The Myth Of The Naughty List

1 Comment

Listening to Christmas music last night it occurred to me that the Naughty List is a myth.

Maybe kids used to get coal in their stockings, but not anymore. Kids today are rewarded with Christmas presents regardless of whether they’ve been ‘good’ or ‘bad’, so why be good, for goodness sake?

The naughty list, if it’s mentioned at all outside of our favorite 1950’s Christmas classics, is used as a threat against bad behavior like the bogey man. But like the bogey man, the naughty list doesn’t exist. What adult today would actually give their child coal in their stockings? They’d be ostracized and castigated as…<gasp>…a bad parent! What adult is going to accept that responsibility and risk ridicule?

Maybe we think we’d scar our kids for life if they didn’t get presents at Christmas. We think we’d shame them by forcing them to answer “nothing” when asked by friends, “So what’d you get for Christmas?!?”

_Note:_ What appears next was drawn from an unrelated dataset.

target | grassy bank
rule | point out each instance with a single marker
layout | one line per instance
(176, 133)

Threats without consequences are the worst reinforcement for positive behavior on the planet; it’s sure to get the exact opposite response. You’ve all seen the mom or dad in the grocery store yelling at their kids over and over, “If you don’t knock it off right now, we’re leaving!” Or how about the parent who buys their kid something from the impulse item racks just to keep them quiet? What does the child learn? In the same way I believe our children (and our adults for that matter) are living entitled lives; they are believe they deserve Christmas presents.

I believe there are two options: 1) Stop all mention of naughty and nice lists; 2) Take responsibility and enforce the naughty list.

Ironically, parents willing to choose #2 wouldn’t have to; they probably live responsibly and have responsible children. It’s the parents who don’t want to take responsibility who need to do it the most.

One thought on “The Myth Of The Naughty List

  1. We do #2 year-round. If you’re having to coerce with the “Naughty List” threat at Christmas, you’re doing it wrong. Being “good” isn’t a 30-day purging of naughtiness; it’s a learned response to actions and resulting consequences enforced consistently.